この地区に生まれた白鳥富雄さん(昭和7年11月5日生)。当麻駅とともに今年開駅100年を迎える伊香牛駅があるこの地区は昔は非常ににぎわっていたと話します。終戦頃にはパチンコ屋、居酒屋、呉服屋、お菓子屋、床屋、豆腐屋…と商店が軒を連ねていたそうです。
太平洋戦争の真っただ中に幼少期を過ごした富雄さんは戦前は伊香牛小学校、戦時中は伊香牛国民学校(昭和16~22年)と改称された伊香牛小学校に通いました。宇園別、北星からも通う子どもがおり、高等科まで含めると400人以上の生徒が在籍していたそうです。子どもの頃の遊びはもっぱら“戦争ごっこ”。イタドリの木で鉄砲を作り、紙を玉にして敵味方に分かれ遊んだそうです。階級もつけられており、参加しなければどんどん階級が落とされるので毎日参加していたそうです。

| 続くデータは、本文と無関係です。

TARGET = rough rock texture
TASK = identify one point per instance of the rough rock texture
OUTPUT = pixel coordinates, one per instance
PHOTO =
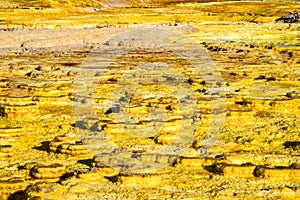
(158, 100)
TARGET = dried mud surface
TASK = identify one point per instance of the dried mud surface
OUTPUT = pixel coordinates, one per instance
(149, 100)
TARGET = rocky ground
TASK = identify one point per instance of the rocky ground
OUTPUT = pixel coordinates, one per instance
(149, 100)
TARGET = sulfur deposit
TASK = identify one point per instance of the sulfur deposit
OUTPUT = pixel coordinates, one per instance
(149, 99)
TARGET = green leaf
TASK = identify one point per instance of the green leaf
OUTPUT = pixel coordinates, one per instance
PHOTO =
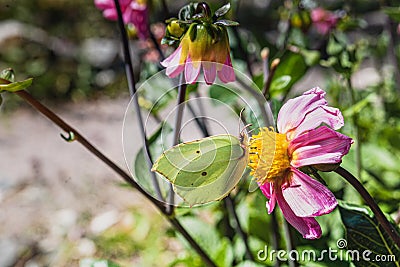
(209, 239)
(222, 10)
(222, 94)
(226, 22)
(280, 83)
(8, 75)
(393, 13)
(16, 86)
(96, 263)
(142, 172)
(363, 232)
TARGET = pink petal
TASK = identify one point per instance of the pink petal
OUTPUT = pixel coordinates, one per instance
(294, 110)
(308, 197)
(172, 63)
(315, 118)
(320, 146)
(268, 191)
(210, 72)
(226, 74)
(307, 226)
(104, 4)
(191, 73)
(110, 14)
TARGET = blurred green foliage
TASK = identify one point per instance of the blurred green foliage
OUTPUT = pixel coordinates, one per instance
(53, 55)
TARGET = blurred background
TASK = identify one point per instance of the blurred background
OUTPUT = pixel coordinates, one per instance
(60, 206)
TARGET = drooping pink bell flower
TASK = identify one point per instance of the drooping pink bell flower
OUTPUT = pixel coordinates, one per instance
(306, 136)
(207, 52)
(324, 20)
(134, 12)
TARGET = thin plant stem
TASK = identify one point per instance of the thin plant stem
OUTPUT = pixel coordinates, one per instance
(389, 229)
(289, 243)
(243, 51)
(200, 122)
(75, 135)
(267, 86)
(177, 132)
(229, 203)
(165, 9)
(275, 237)
(231, 208)
(157, 45)
(132, 90)
(357, 129)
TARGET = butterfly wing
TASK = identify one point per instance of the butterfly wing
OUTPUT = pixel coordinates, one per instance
(204, 170)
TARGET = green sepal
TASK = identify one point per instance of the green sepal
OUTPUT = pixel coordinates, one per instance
(222, 10)
(7, 75)
(16, 86)
(193, 32)
(187, 12)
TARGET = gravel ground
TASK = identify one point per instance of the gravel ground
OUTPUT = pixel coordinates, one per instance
(48, 186)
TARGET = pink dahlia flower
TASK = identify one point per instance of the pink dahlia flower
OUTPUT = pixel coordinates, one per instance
(306, 136)
(211, 53)
(133, 11)
(323, 20)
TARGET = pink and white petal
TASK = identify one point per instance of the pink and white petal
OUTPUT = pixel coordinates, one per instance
(268, 191)
(227, 74)
(104, 4)
(294, 110)
(307, 226)
(110, 14)
(319, 146)
(191, 73)
(307, 197)
(172, 63)
(210, 72)
(315, 118)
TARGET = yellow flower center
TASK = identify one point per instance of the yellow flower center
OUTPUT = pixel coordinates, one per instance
(269, 159)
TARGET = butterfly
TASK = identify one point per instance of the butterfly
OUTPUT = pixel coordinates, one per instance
(205, 170)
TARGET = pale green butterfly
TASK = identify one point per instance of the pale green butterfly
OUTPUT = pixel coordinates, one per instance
(205, 170)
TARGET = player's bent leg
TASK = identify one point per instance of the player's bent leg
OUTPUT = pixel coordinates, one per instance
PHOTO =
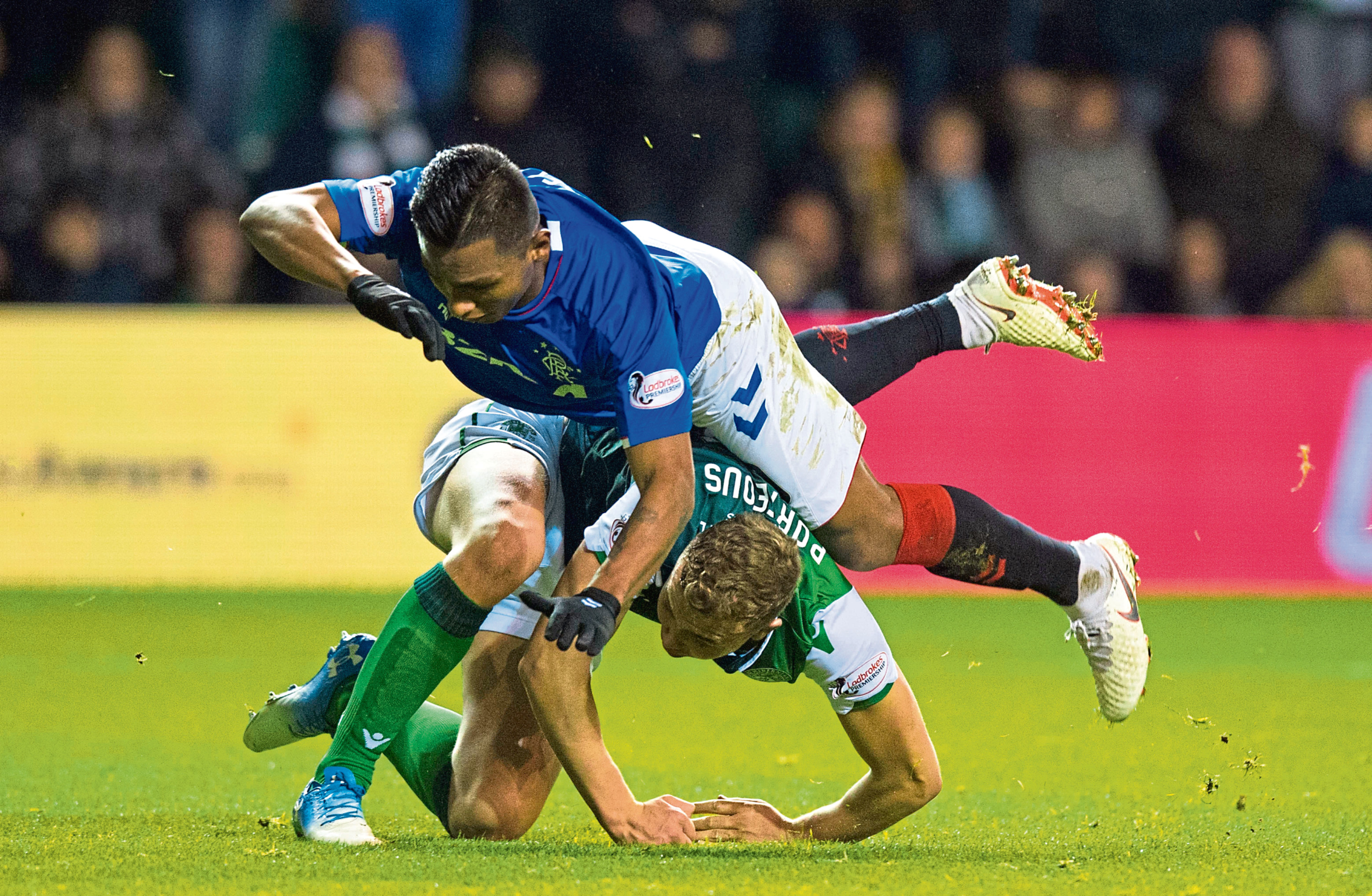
(958, 536)
(504, 768)
(868, 530)
(490, 519)
(861, 360)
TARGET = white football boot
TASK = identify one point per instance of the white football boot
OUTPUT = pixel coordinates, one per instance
(1027, 312)
(1110, 633)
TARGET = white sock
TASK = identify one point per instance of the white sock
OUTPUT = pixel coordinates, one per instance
(1094, 580)
(977, 327)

伊香牛の開拓は屯田兵が開拓した伊香牛1・2区と個人が開拓した伊香牛3区に分かれています。伊香牛3区の開拓地は「細野農場」と呼ばれ300戸以上の小作人が農地を耕していました。子どもも多かったことから明治33年にはこの地区に簡易教育所が設置され、伊香牛小学校の起源となりました。2つの地域に分けられた伊香牛地区はお互いあまり仲が良くなかったとのこと。富雄さんが小学校に通っていた頃は、子どもたちもあまり仲が良くなかったそうです(現在はもちろんそのようなことはありません)。
国道39号線は当時、舗装されておらず、泥炭地のため道も悪く、がたがたの道だったことから“ドンドン原野”と呼んでいたそうです。
当麻スカイパーク滑空場入口付近の漑がい溝側には1体のお地蔵さんが祭られていました。灌がい溝に大量の水が流れており、水に流される人が多かったため、事故が無くなることを願って地域の人たちで建立したそうです。その後、国道39号線の舗装工事に伴い、親子山の親山頂上に移設。同様に駅前にあったお地蔵さんも移設され、今でも伊香牛の土地を見守っています。